La “ Vierge héritière ” est revenue avec la décoction, à temps pour entendre les jérémiades de son beau-frère. Elle est encore plus pâle, mais sa grâce patiente n’en est pas troublée. Elle s’approche d’Alphée et, avec un doux sourire, l’aide à boire.
« Tu es injuste, Alphée. Mais tu as si mal qu’on te pardonne tout, dit Jésus qui lui soulève la tête.
– Ah oui, j’ai bien mal ! Tu prétends être le Messie ! Tu fais des miracles. C’est ce qu’on dit. Au moins, pour me payer des fils que tu m’as pris, guéris-moi. Guéris-moi… et je te pardonnerai.
– C’est à toi de pardonner à tes fils. Comprends leur âme, et je te soulagerai. Si tu as de la rancune, je ne peux rien faire.
– Pardonner ? »
Le vieillard fait un saut qui, naturellement, exaspère ses souffrances, et cela le rend de nouveau furieux.
« Pardonner ? Jamais ! Va-t’en ! Va-t’en, si c’est cela que tu dois me dire ! Va-t’en ! Je veux mourir sans qu’on me trouble davantage. »
Jésus fait un geste de résignation.
« Adieu, Alphée. Je m’en vais… Dois-je vraiment partir ? Mon oncle… dois-je vraiment partir ?
– Si tu ne me satisfais pas, oui, va-t’en. Et dis à ces deux serpents que leur vieux père meurt avec de la rancune contre eux.
– Non, pas cela. Ne perds pas ton âme. Ne m’aime pas si tu veux, ne crois pas que je suis le Messie, mais ne hais pas. Ne hais pas, Alphée. Ridiculise-moi, dis que je suis fou, mais ne hais pas.
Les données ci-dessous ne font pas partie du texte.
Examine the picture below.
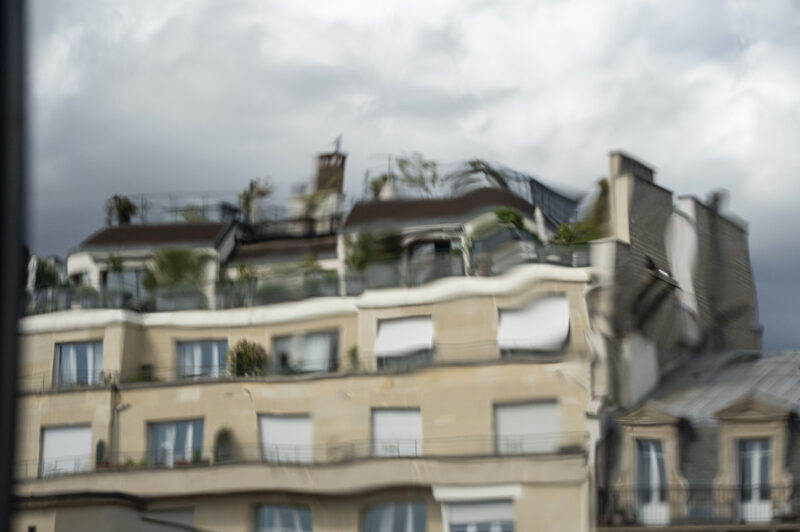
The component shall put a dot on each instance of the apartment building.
(407, 396)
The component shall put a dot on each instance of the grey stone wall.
(725, 283)
(699, 453)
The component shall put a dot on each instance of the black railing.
(695, 505)
(283, 288)
(565, 443)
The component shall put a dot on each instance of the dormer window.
(78, 364)
(404, 343)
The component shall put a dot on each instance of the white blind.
(465, 513)
(286, 438)
(397, 432)
(528, 427)
(404, 336)
(317, 350)
(66, 450)
(541, 326)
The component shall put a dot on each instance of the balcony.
(709, 508)
(283, 288)
(304, 459)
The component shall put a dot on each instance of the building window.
(78, 364)
(204, 359)
(306, 353)
(541, 327)
(651, 480)
(175, 442)
(404, 343)
(283, 519)
(754, 485)
(286, 439)
(396, 517)
(523, 428)
(397, 432)
(65, 450)
(483, 516)
(129, 280)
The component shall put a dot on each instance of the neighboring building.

– Mais pourquoi m’aimes-tu, si je t’insulte ?
– Parce que je suis Celui que tu ne veux pas reconnaître : je suis l’Amour. Maman, je vais à la maison.
– Oui, mon Fils, je vais venir dans quelque temps.
– Je te laisse ma paix, Alphée. Si tu me veux, envoie-moi chercher, à n’importe quelle heure, et je viendrai. »
Jésus sort, calme comme si rien ne s’était passé. Il est seulement plus pâle.
« Oh ! Jésus, Jésus, pardonne-lui, gémit Marie, femme d’Alphée.
– Mais oui, Marie. Il n’est même pas nécessaire de le faire. On pardonnne tout à une personne qui souffre. Il est déjà plus calme, maintenant. La Grâce travaille à l’insu des cœurs. Et puis il y a tes larmes, et certainement la souffrance de Jude et de Jacques, ainsi que leur fidélité à leur vocation. Que la paix vienne dans ton cœur angoissé, ma tante. »
Il l’embrasse et sort dans le jardin pour aller à la maison.